I did some intense personal work immediately after. I read books. I saw a therapist. I asked myself the hard questions, and I realized I was deeply unhappy. A month or so after my massage, I had the difficult conversation with my partner that I wasn’t happy. I didn’t feel seen or respected. We tried to make it work, but a few months later we began the transition to end our relationship. I’ve been single for about three years. We’re co-parenting wonderfully and great friends. I’ve just recently started dating again, and I’m going in fully aware of my needs and having done the self-work. I also know that I’m not interested in casual sex without a connection.
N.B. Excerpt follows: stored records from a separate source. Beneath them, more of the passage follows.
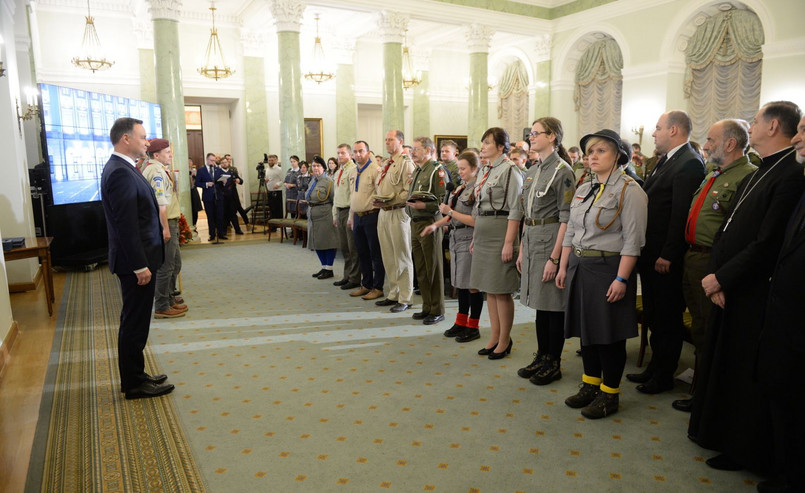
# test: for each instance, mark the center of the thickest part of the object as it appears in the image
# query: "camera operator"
(274, 183)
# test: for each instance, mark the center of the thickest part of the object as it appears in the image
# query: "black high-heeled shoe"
(487, 350)
(494, 355)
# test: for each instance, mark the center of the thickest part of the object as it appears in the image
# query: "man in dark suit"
(212, 195)
(669, 187)
(135, 253)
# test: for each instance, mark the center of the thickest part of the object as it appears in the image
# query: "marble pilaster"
(393, 26)
(478, 38)
(170, 95)
(422, 107)
(288, 16)
(346, 109)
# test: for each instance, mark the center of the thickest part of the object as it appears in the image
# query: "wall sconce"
(32, 100)
(639, 132)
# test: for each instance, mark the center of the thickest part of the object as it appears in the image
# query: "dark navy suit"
(135, 241)
(213, 199)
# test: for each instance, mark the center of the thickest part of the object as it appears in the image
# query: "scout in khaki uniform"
(712, 202)
(425, 193)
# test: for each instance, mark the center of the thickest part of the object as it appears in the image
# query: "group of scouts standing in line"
(723, 239)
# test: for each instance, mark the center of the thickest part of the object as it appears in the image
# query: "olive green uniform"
(427, 251)
(718, 203)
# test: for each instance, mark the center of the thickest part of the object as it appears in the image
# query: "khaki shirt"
(341, 187)
(363, 185)
(161, 182)
(548, 189)
(394, 177)
(499, 187)
(626, 233)
(720, 199)
(428, 178)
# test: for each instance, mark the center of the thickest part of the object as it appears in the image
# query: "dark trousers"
(135, 322)
(215, 217)
(368, 247)
(346, 239)
(663, 306)
(427, 253)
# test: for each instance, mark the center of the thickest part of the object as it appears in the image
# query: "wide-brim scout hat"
(624, 150)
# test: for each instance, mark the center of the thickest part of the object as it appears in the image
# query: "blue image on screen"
(77, 124)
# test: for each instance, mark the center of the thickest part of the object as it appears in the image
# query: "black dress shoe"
(655, 387)
(399, 307)
(684, 405)
(640, 377)
(723, 463)
(149, 389)
(433, 319)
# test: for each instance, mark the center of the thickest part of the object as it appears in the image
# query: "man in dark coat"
(782, 348)
(669, 187)
(730, 408)
(135, 253)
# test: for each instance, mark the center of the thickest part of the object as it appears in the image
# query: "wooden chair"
(291, 206)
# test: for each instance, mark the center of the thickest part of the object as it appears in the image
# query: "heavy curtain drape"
(513, 100)
(599, 87)
(724, 66)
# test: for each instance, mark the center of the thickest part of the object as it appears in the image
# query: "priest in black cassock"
(782, 350)
(730, 408)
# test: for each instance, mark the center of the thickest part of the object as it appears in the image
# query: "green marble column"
(254, 94)
(478, 116)
(171, 99)
(346, 109)
(422, 107)
(542, 94)
(292, 121)
(148, 76)
(393, 104)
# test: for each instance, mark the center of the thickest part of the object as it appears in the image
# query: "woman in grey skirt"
(495, 239)
(459, 215)
(547, 192)
(322, 235)
(606, 230)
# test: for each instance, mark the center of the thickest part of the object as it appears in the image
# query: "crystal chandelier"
(318, 74)
(215, 66)
(410, 77)
(92, 56)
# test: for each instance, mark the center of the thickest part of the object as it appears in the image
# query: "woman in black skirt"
(606, 230)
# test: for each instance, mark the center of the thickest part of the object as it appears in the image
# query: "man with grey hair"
(730, 405)
(669, 188)
(726, 143)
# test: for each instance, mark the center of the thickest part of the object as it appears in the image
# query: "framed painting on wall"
(461, 140)
(314, 138)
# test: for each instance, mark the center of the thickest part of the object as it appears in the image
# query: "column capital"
(543, 47)
(165, 9)
(287, 14)
(144, 32)
(478, 38)
(253, 41)
(392, 26)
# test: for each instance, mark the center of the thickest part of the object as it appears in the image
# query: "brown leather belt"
(700, 249)
(493, 213)
(580, 252)
(541, 222)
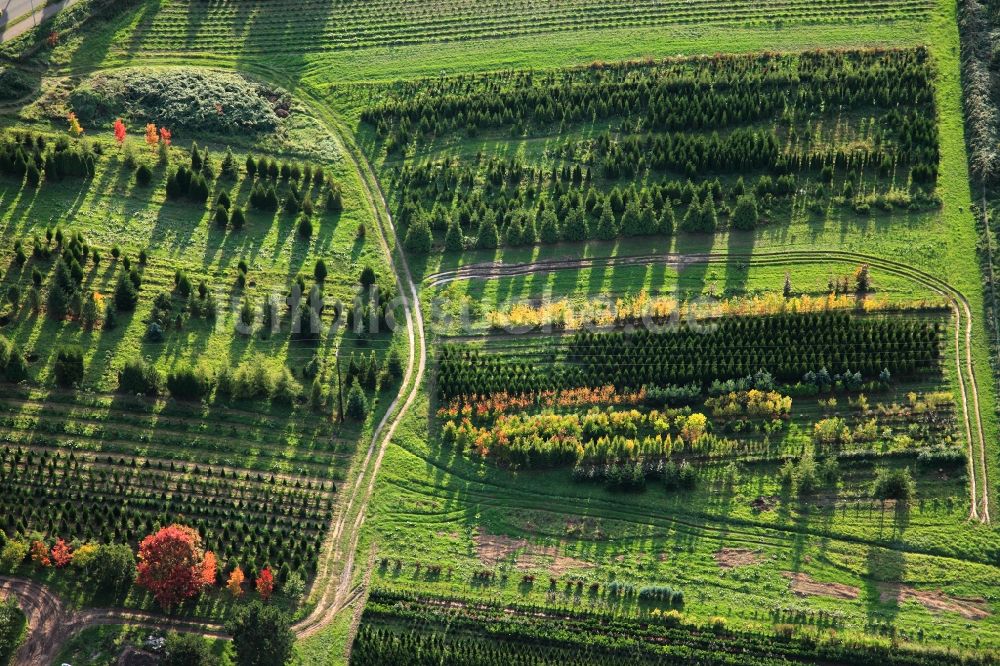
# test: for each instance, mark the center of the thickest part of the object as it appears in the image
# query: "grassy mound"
(206, 101)
(14, 84)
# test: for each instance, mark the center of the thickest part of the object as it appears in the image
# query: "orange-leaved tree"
(61, 554)
(235, 583)
(75, 128)
(265, 583)
(173, 565)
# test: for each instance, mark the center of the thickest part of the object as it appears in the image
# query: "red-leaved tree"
(119, 131)
(61, 554)
(265, 583)
(173, 565)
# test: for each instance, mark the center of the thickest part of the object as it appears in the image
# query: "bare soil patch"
(764, 503)
(731, 558)
(936, 601)
(495, 548)
(803, 585)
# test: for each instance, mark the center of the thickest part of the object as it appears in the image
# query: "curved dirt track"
(337, 592)
(51, 622)
(965, 374)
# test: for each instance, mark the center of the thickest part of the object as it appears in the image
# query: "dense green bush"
(137, 376)
(357, 404)
(188, 383)
(180, 99)
(187, 650)
(13, 365)
(113, 567)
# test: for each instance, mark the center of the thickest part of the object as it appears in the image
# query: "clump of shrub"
(181, 99)
(259, 378)
(187, 382)
(139, 377)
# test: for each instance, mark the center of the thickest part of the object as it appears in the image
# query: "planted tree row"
(400, 628)
(787, 345)
(676, 94)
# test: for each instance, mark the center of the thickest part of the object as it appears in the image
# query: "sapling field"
(566, 332)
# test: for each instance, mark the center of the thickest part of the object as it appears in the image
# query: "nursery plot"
(203, 300)
(312, 25)
(654, 149)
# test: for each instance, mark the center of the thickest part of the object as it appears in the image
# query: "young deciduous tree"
(173, 565)
(235, 582)
(265, 583)
(119, 130)
(74, 125)
(61, 554)
(262, 635)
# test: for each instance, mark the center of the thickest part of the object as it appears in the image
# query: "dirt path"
(51, 622)
(340, 548)
(965, 373)
(20, 16)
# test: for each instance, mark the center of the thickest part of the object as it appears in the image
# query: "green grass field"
(450, 524)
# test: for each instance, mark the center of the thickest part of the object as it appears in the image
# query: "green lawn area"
(875, 570)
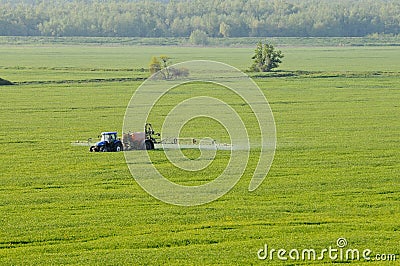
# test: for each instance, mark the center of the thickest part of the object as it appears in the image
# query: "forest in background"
(213, 18)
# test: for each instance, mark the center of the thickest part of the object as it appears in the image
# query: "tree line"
(214, 18)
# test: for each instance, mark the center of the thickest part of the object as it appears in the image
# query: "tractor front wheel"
(119, 148)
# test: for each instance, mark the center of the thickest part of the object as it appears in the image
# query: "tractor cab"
(108, 142)
(108, 136)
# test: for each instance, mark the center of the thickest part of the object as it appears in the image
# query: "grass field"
(335, 172)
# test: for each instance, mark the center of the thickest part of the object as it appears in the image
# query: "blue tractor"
(109, 142)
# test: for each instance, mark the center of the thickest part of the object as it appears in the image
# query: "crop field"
(335, 173)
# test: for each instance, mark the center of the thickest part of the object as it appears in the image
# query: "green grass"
(335, 173)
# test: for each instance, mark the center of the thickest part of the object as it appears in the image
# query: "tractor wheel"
(119, 148)
(149, 145)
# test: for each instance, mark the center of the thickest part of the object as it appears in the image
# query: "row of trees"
(215, 18)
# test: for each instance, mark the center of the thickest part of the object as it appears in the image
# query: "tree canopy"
(216, 18)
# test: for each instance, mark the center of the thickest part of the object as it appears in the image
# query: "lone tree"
(160, 68)
(266, 58)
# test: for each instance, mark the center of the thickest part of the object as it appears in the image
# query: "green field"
(335, 172)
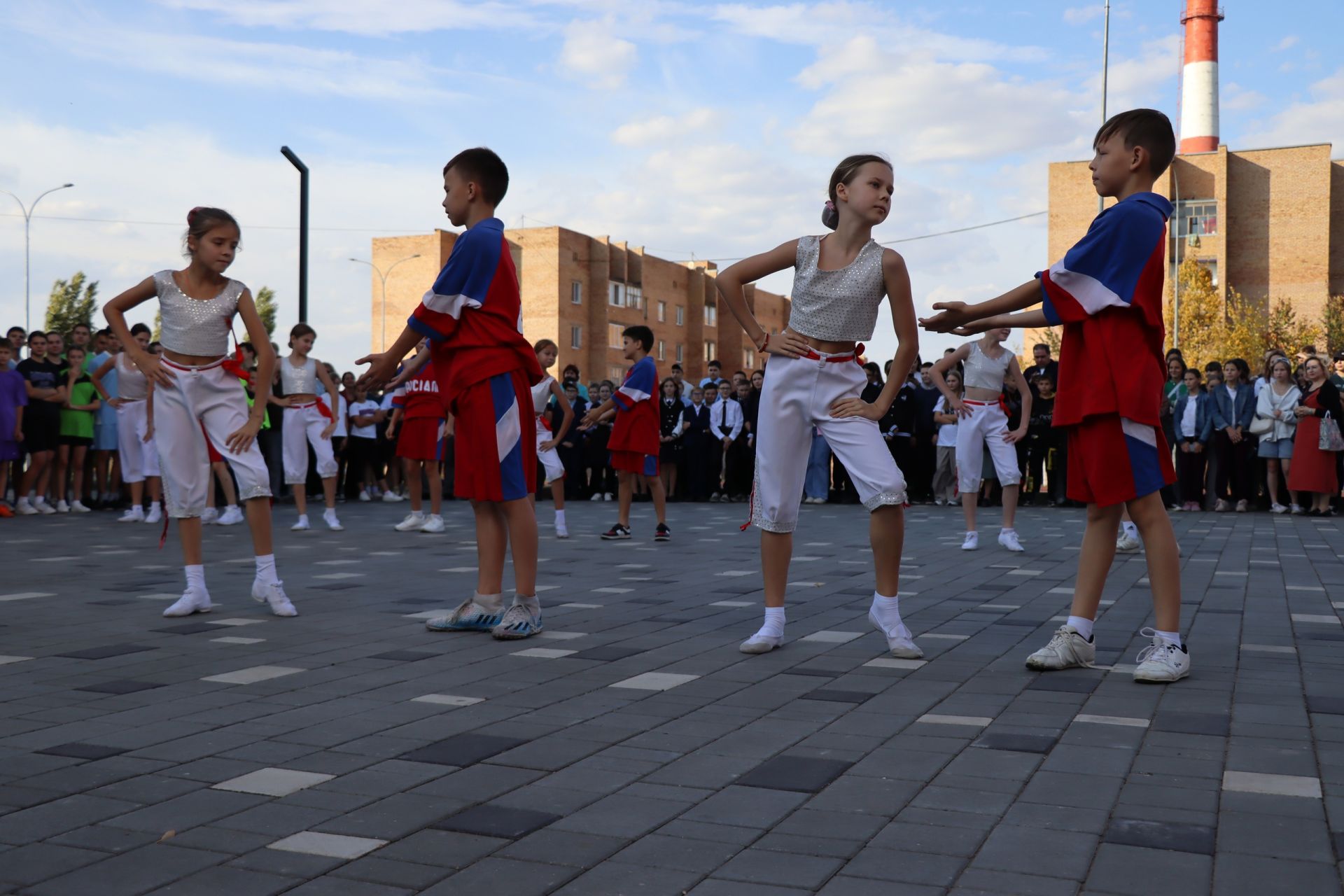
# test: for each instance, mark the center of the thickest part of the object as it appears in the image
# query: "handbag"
(1331, 438)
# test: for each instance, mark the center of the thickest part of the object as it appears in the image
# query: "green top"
(80, 424)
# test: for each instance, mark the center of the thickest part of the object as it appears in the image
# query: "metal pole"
(27, 225)
(302, 230)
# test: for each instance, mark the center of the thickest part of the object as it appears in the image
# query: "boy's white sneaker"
(413, 522)
(273, 593)
(1066, 650)
(1161, 662)
(190, 602)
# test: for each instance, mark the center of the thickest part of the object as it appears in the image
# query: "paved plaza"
(632, 750)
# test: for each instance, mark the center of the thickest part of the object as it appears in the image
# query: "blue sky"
(689, 128)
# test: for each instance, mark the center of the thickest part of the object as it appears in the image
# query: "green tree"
(73, 301)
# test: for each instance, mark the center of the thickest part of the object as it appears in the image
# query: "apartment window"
(1196, 218)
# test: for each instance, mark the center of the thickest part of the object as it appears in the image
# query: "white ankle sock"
(1170, 636)
(1082, 626)
(267, 568)
(773, 626)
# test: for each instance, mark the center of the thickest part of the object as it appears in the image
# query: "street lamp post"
(382, 277)
(27, 222)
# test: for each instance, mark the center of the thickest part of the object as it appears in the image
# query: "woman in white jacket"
(1275, 409)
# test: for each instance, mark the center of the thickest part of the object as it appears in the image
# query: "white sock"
(491, 602)
(773, 626)
(267, 568)
(1170, 636)
(888, 612)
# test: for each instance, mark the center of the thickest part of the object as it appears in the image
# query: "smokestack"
(1199, 78)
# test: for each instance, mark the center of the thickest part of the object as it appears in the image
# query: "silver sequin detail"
(299, 381)
(192, 327)
(838, 305)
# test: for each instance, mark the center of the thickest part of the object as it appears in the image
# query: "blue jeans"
(818, 484)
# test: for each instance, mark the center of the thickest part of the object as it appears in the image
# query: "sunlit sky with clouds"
(691, 130)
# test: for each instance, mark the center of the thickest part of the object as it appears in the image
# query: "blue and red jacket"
(1108, 293)
(473, 315)
(638, 415)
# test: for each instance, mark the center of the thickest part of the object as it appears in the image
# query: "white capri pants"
(986, 428)
(797, 396)
(139, 458)
(305, 424)
(550, 460)
(213, 398)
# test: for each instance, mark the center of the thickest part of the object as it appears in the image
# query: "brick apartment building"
(581, 292)
(1266, 222)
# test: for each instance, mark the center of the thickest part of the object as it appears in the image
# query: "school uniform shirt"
(473, 315)
(360, 409)
(1108, 293)
(638, 415)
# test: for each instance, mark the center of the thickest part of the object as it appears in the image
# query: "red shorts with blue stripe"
(1113, 460)
(421, 438)
(635, 463)
(495, 435)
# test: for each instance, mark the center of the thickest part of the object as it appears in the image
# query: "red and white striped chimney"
(1199, 78)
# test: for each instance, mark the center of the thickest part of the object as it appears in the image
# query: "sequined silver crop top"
(836, 304)
(299, 381)
(984, 371)
(194, 327)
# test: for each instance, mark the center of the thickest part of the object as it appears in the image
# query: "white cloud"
(594, 55)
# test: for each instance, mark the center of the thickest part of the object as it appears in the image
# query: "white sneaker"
(190, 602)
(1161, 660)
(899, 641)
(1066, 650)
(273, 593)
(413, 522)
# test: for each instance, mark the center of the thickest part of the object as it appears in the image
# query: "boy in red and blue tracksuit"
(1108, 295)
(486, 368)
(635, 441)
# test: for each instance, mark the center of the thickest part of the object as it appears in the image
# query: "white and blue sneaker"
(518, 622)
(468, 617)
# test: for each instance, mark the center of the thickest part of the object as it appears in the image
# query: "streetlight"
(27, 220)
(382, 276)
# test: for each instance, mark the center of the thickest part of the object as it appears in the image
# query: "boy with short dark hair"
(486, 371)
(1108, 293)
(635, 438)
I learned from this experience that one of the most important aspects to building an intimate relationship with someone is creating a safe space; physically and emotionally. It’s not OK to be in a relationship where you’re not getting those needs met. But it takes communication and trust to get there. If your partner isn’t willing to have those conversations, that’s a problem. Now that I feel comfortable talking to my friends about my experience, I realize I’m not alone. “Happy ending massage” seems to be one of the most popular porn searches for women. Apparently, a large majority of women fantasize about a slow, sensual touch that ends in an orgasmic experience. Do you think that says something about what we’re missing in our sex lives?
For me (and so many other women), it took paying for a sensual massage to finally believe that we’re all truly deserving of more than the status quo—in and out of bed.